El pasado, cuando es bello y esplendoroso, siempre termina imponiéndose a cualquier presente e incluso a cualquier futuro. Algo así es lo que ha sucedido con la Plaza de España, uno de los lugares más emblemáticos de Sevilla sin ningún tipo de discusión. Fue diseñada por Aníbal González para la Exposición Iberoamericana de 1929 y se estima que más de mil hombres participaron en su construcción simultáneamente. El resultado fue un precioso conjunto arquitectónico de forma semicircular que simbolizaba el abrazo de España a sus antiguas colonias. Tanto los turistas que visitaron la ciudad por aquellos tiempos como los propios sevillanos no tardaron en quedar embelesados con aquel despliegue de arte regionalista, y su popularidad creció
exponencialmente con el paso de los años hasta convertirse en un emplazamiento histórico, ideal para el recreo, para inmortalizar bodas y en definitiva, para deleitar los cinco sentidos.
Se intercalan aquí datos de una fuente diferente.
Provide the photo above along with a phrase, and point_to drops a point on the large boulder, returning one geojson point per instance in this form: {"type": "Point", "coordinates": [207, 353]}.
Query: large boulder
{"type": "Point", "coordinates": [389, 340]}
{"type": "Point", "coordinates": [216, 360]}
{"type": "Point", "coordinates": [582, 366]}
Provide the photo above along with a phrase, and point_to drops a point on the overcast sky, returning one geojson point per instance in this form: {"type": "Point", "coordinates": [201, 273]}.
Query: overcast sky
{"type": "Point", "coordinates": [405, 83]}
Desgraciadamente, buena parte de aquel ambiente familiar y mágico se fue disipando progresivamente en las últimas décadas, puede que por la dejadez de los organismos públicos, por el deterioro material, por la indiferencia de todos y cada uno de nosotros o por un cúmulo de circunstancias. El caso es que la Plaza de España estaba perdiendo su esencia, pero con la restauración a la que ha sido sometida recientemente podemos decir sin miedo al error que la ha recuperado totalmente. Primero, desde un punto de vista físico, ya que se ha rehabilitado la balaustrada tradicional, los azulejos trianeros, la solería, los bancos, la jardinería, el Monumento a las Razas… sin olvidar la peatonalización de la avenida de Isabel la Católica para unir este espacio con el Parque de María Luisa. Y segundo, desde un enfoque sentimental y
emotivo, puesto que el agua y las barcas han regresado a la ría para devolverle la vida que tenía antaño gracias a la instalación una nueva estación de saneamiento y de 900 metros de tuberías. Además, por volver ha vuelto hasta el genuino burro que paseaba a los niños durante las tardes de domingo mientras sus padres escuchaban los partidos del Betis y del Sevilla a través de los clásicos transistores, consiguiendo que sintamos una especie de
déjà vu al verle de nuevo dando vueltas.
Fueron necesarios nueve millones de euros y dos años de obras para que esto fuera posible, pero ha merecido la pena, ya que la Plaza de España ha vuelto a ser la que nunca debió dejar de ser, la que imaginó Aníbal González en su cabeza, la que nos encanta a todos.